Estava prevista a votação do parecer do relator, deputado Augusto Coutinho (Republicanos-PE), ao projeto de autoria do deputado Luiz Gastão (PSD-CE). Uma nova data para a votação ainda não foi marcada.
Nesta terça, motoristas de aplicativo realizaram uma paralisação em diversas cidades do país. O grupo é contra o PL 152 e apresenta outras reivindicações.
Representante dos motoristas de aplicativo no Paraná e criador do grupo Amigos do Guerra, Sérgio Guerra Correa lista as demandas da categoria: “Precisamos ganhar por quilômetro e por tempo, além de ter uma corrida mínima de R$ 10. E também lutar contra os banimentos injustos nas plataformas”, afirma.
Em Curitiba, trabalhadores se concentraram pela manhã no Parque Barigui. De lá, seguiram para o Centro Cívico.

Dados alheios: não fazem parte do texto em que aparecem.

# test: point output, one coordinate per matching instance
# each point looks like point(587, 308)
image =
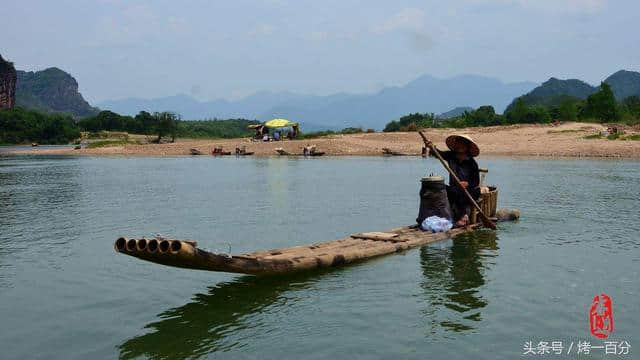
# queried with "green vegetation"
point(107, 143)
point(232, 128)
point(167, 124)
point(20, 126)
point(52, 91)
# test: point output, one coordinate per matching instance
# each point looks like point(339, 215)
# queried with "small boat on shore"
point(389, 152)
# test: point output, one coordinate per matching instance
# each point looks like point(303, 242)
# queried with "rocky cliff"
point(51, 90)
point(7, 84)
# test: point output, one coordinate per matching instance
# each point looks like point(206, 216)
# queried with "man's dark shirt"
point(467, 170)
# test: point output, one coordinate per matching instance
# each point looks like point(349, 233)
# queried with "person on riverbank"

O que diz o Projeto de Lei 152
A proposta de regulamentação estabelece que não há vínculo empregatício, sob o regime da CLT, entre motoristas ou entregadores e as plataformas, criando oficialmente a figura do trabalhador autônomo plataformizado. Conforme o projeto, esse modelo garante liberdade ao profissional para administrar o próprio tempo e prestar serviços para múltiplas empresas simultaneamente, proibindo punições ou bloqueios para quem decidir ficar offline ou recusar corridas e entregas.
No que diz respeito à remuneração, o projeto fixa um piso de R$ 8,50 para trajetos curtos (até 3 km para carros e 4 km para motos ou bicicletas). Além disso, o valor por hora trabalhada — contabilizada desde o aceite até a conclusão do serviço — não pode ser inferior ao proporcional a dois salários mínimos. Para fins tributários e de cálculo de ganhos, a renda é dividida: 25% correspondem ao rendimento real do trabalhador, enquanto os 75% restantes são destinados à cobertura de custos operacionais, como combustível e manutenção. As plataformas também ficam limitadas a uma taxa média de retenção de 30% sobre o valor pago pelo usuário, ou 15% em modelos de taxa fixa.

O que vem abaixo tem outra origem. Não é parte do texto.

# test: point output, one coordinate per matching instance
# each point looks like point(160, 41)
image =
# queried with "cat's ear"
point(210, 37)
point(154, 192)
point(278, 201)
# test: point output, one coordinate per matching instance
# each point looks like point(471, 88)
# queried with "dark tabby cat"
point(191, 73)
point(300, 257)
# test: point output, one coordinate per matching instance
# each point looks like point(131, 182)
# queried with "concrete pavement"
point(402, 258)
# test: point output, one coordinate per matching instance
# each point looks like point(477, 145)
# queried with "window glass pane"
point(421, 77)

A versão mais recente do relator trouxe alterações em relação ao texto anterior, removendo pontos como o pagamento de adicionais noturnos ou de feriados, a gratificação de 30% em dezembro (similar ao 13º salário) e a imposição de um limite de jornada de 12 horas diárias. O “botão de pânico” obrigatório também foi retirado do texto final que vai à votação.